まさにトンコツスープ!これには高橋さんもクワバタオハラもびっくり!安部さんは、添加物によって食品は安く、簡単に、便利で、美しく、そして濃い味に作り出せると言います。

企画のポイント

■無添加の道はラクじゃない!?〜佃煮〜
見栄えや味のまろやかさを求めるようになった消費者の好みに合わせて、いまや市販の佃煮の大半に添加物が使われています。東京・築地にある老舗の佃煮屋「江戸一飯田」でも、添加物を使用していた時期がありました。しかし15年前、やはり佃煮本来の味に戻そうと、添加物を削減したとたん、クレームが続出。一時期、売り上げは6割もダウン。うま味調味料を使わずにうま味を出すためにいい食材を使うと、必然的にコストは高くなってしまい、値上げせざるを得ませんでした。
例えば「昆布」。通常、市販のものは昆布をやわらかくし、食感をよくするために「ソルビトール」という添加物を使用。昆布の固さを簡単に調節することができるのです。また、市販の昆布の佃煮のほとんどに、簡単に色を均一に仕上げるための「カラメル色素」が使われています。無添加にすると、やわらかくするためには、水で戻す時間と煮込む時間を微妙に調節しなければなりません。また、色を均一にするには同じ色の昆布を仕入れなければならなくなり、材料の調達も大変になりました。無添加の道はラクではないのです・・・。


企画のポイント
いまだかつてないトライ 〜外食の添加物を調査!〜
いまだかつてないトライ
いまだかつてないトライ
いまだかつてないトライ

スーパーやコンビニで売っている加工食品は、使用している添加物が全て表示されているので、入っているかどうかは一目瞭然。しかし、外食の場合は表示義務がないため、どんな添加物が使われているのかは分かりません。そこで!“添加物のソムリエ”安部さんと共に外食の調査をします!
調査したのは「エビグラタン」「野菜スープ」「ハンバーグ」の3つ。まずは「エビグラタン」。エビの味にしては不自然な程強いため、エビの風味を足すために添加物が使われているのではないかと安部さんは言います。次は「野菜スープ」。野菜本来のうま味だけでは足りないため、粉末の「野菜エキス」や「うま味調味料」が使われているのでは、との指摘。そしてジューシー感たっぷりの「ハンバーグ」。油をとじこめるために乳化剤などが入っている、と。外食もいろいろなものが入っているようです。


高橋道場 〜クイズ!どれが添加物?〜
高橋道場
高橋道場
高橋道場
高橋さんに「ネギトロ丼」「野菜サラダ」に添加物が入っているかどうか当ててもらいます!
「ネギトロ丼」の「ご飯」「ネギ」「マグロのたたき」「わさび」全部に添加物が入っていると答えた高橋さん。「マグロのたたき」には、2種類の違うマグロでもよく混ざり合うように、「増粘多糖類」で粘りが人工的に足されています。そして、うま味を「調味料(アミノ酸等)」で補い、日持ちをよくするための添加物(酸化防止剤、pH調整剤など)も数種類使われています。そして、「しょうゆ」は「うま味調味料」と「甘味料」で味を調整し、さらに「カラメル色素」で茶色に着色されていたもの。じっくり発酵させて作る本醸造しょうゆに比べ、短期間で価格も安く作れるのです。コストを削減するため、主に外食店で使われています。

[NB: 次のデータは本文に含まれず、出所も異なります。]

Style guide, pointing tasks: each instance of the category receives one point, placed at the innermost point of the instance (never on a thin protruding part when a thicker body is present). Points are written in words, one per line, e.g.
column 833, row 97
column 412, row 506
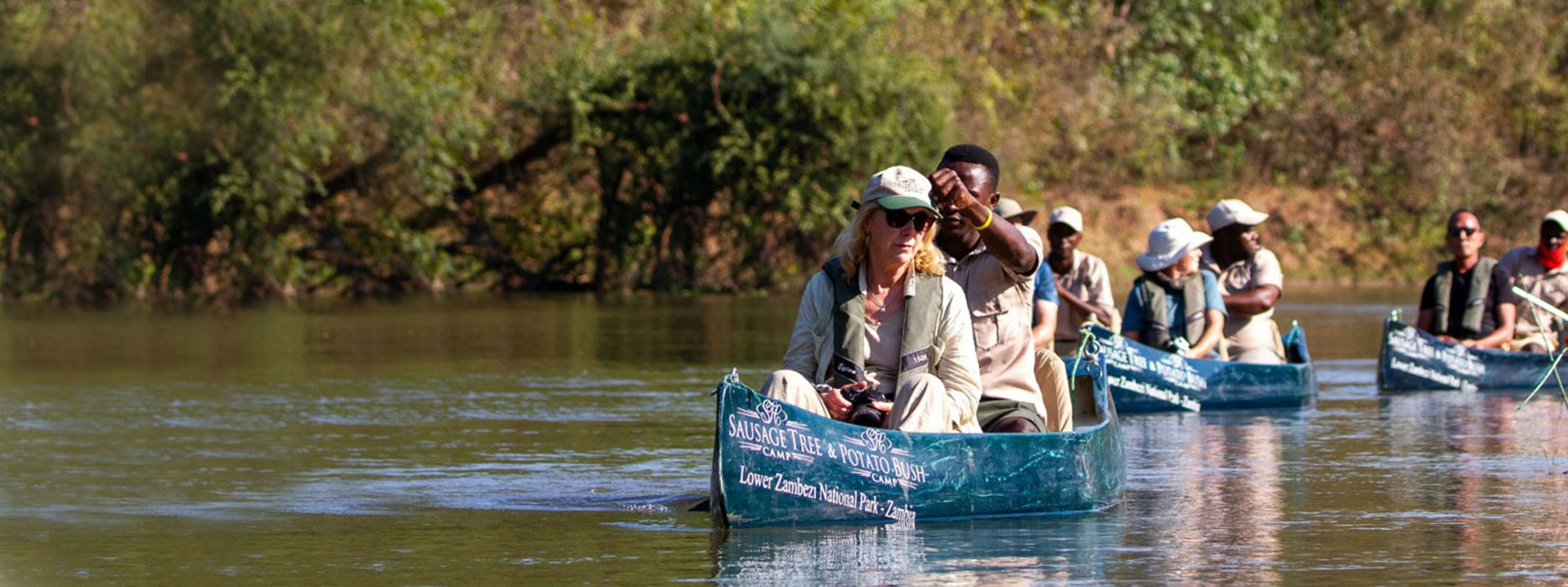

そして、「野菜サラダ」で添加物が入っているものは一見「ゆで卵」に見えるもの。もともとの形はソーセージのような細長い形!? 実は、これはどこを切っても同じ大きさで、黄身が均等に行き渡るように開発された、卵の加工食品なのです!最初に白身を筒の中で固めてから、黄身を中に流し込んで作ります。切った時に黄身がボロボロにならないように、「増粘多糖類」でくっつけ、さらに食感をよくするための「ポリリン酸ナトリウム」が使われているのです。